15 Apr 2025
Brown Bag Seminar,
12:30 - 13:30,
Anna Nussbaum Auditorium and online,
Hallerstrasse 6, Bern, Switzerland
The law of international transfer of technology: conceptualising and comparing legal arrangements in international economic agreements
Technology inequality between countries is growing. Access to technology is essential to enable countries not only to respond to global challenges and crises, but also to set up a path for them to realise their sustainable development and innovation goals. However, there is a huge mismatch between technology offer and current needs and demands.
States are struggling to fulfil their international transfer of technology (ToT) obligations, and the emergence, development and implementation of international norms facilitating ToT are further hindered by the current context of geoeconomic competition for technology leadership. The bilateral turn in the international regulation of intellectual property (IP) rights and the growing complexity of bilateral trade and investment agreements have implications in terms of coherence between norms and transparency on applicable obligations between countries, but also in the policy space left for countries to experiment with ToT regulations. In parallel, part of the efforts in the ToT debate has shifted away from international economic law towards technology-specific sub-regimes for the transfer of environmental, climate and health technologies.
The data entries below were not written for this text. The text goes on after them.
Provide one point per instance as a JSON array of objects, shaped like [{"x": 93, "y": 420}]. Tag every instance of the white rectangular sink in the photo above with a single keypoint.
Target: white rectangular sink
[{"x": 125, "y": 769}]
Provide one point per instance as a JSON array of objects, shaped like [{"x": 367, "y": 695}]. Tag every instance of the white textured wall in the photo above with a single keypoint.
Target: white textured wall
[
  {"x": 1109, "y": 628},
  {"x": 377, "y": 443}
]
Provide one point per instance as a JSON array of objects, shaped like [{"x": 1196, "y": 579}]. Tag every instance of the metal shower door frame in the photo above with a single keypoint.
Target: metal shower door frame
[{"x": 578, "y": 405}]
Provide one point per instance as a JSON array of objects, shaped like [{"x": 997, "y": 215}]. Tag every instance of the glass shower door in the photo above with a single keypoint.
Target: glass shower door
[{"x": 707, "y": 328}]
Under these circumstances, this paper investigates the role that international economic law instruments still have in creating legal arrangements facilitating ToT. For this purpose, in addition to WTO agreements, this paper has systematically collected and sorted regional and bilateral economic agreements signed between 2018 and 2024. To analyse this set of instruments, this research puts forward an analytical framework for analysing and comparing ToT obligations across different regimes in international law. It classifies ToT norms into cooperative and regulatory arrangements. Regulatory arrangements include measures that affect the protection of IP rights, establish terms and conditions of ToT agreements or create organisational criteria and performance requirements for ToT. Cooperative arrangements, on the other hand, consist of initiatives set up under a normative framework within or among international organisations, or in the form of partnerships. By applying a global governance framework of analysis to selected instruments, this study seeks to emphasise which ToT mechanisms are being used and implemented and which economic rationale they reproduce. The overarching purpose of this paper is to bring conceptual clarity for emerging ToT agreements and identify similarities, differences and potential synergies between the legal arrangements under analysis.
About the speaker
Felipe de Andrade is a PhD researcher funded by the Research Foundation - Flanders (FWO fellow). He is studying for a joint doctoral degree in Law at the University of Antwerp and KU Leuven, Belgium, and is currently a Visiting Research Fellow of the World Trade Institute (WTI) of the University of Bern. He obtained a Bachelor of Laws (LL.B.) from the Federal University of Juiz de Fora (Brazil/2019) and a Master of Laws (LL.M.) from the University of Antwerp (Belgium/2022, Master Mind scholarship awarded by the Flemish Ministry of Education and Training). His thesis is concerned with transfer of technology legal arrangements and intellectual property rights in the context of international economic partnerships and sustainable development. He has served as a teaching assistant and student researcher in both Brazil and Belgium, gaining extensive experience in intellectual property governance, intellectual property licensing, private international law, comparative legal research, and open science. He also interned at the United Nations Commission on International Trade Law (2021).